Assim como você cingiu a fronte de sua campeã com coroa e as flores da sua puberdade; Assim como apenas em seu nome você se lançou aos riscos e cruzadas; Eu, por minha vez, esculpi minhas mãos adultas no labor de erigir o altar do meu afeto. Lá, onde depositei a certeza de sorte e benfeitoria de Deus e dos astros. De onde me levantei fértil e forte diante da vida, negando a sombra da minha sina, querendo mais que apenas existir. Ao pé desse altar deitei açúcar, canela, esperança e suor. Por força de dias que nascem e morrem, meu culto se tornou forte e sóbrio, um tanto calculado e assenhorado.

Por desatino da vaidade da virtude, pôde-se crer até que os cultos viveriam sob o mesmo templo, alimentando-se cada altar de suas oferendas próprias na acolhida do meu silêncio solidário.

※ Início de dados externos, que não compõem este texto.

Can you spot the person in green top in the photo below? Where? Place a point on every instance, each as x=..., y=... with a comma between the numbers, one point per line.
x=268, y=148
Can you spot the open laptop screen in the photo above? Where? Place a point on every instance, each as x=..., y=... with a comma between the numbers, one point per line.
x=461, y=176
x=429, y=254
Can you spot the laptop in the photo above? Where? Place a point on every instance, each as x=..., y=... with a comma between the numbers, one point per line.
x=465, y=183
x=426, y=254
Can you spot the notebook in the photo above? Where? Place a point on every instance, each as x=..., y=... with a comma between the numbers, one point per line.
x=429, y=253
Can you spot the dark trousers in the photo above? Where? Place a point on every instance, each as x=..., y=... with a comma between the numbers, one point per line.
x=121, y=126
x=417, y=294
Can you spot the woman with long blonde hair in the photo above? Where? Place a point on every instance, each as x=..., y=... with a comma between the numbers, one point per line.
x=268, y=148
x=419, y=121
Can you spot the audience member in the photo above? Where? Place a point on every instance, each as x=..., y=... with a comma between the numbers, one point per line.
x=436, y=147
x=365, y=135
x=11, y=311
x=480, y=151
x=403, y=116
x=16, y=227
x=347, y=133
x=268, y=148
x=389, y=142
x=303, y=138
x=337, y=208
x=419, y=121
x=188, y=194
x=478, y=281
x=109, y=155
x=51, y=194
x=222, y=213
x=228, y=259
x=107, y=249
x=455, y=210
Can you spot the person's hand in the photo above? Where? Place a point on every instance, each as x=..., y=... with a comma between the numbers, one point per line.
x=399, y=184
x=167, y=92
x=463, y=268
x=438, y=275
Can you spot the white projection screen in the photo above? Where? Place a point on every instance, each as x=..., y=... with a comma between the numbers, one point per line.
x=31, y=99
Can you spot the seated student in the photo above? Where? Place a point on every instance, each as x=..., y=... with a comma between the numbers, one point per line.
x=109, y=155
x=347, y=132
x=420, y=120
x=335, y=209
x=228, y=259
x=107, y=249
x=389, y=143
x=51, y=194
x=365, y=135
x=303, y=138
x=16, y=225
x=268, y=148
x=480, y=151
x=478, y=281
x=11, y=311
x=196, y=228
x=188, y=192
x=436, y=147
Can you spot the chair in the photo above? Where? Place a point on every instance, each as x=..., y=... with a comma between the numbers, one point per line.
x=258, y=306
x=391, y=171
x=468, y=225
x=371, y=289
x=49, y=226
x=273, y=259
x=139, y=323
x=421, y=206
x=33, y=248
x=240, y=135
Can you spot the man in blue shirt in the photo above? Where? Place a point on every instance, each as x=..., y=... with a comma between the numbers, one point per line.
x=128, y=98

Assim os anos se tornaram uma vida. Até aquela noite em que desvendou-se a bruma dos meus olhos e vi meu altar vilipendiado, escarnecido de escassez e menosprezo. Contemplei os sinais da profecia... Nada nunca bastaria ao seu culto além de estabelecer-se soberano e tudo mais destruir.

 

Implorei aos bardos por uma cantilena com que carpidar os dias da profanação. Assim pacientes e penalizados, buscavam em seus alforjes toda a sorte de bendições e bons sons. Disseram-me aos poucos: Vemos que não há ainda bastante destruição. Na agonia, seguramos as mãos, com silêncio honramos o cuidadoso trabalho da morte, dá-se à memória do cancioneiro o que já conhece não suspirar. Nem mesmo eles me puderam amar um pouco. É em silêncio que se paga o pecado de erigir um falso deus.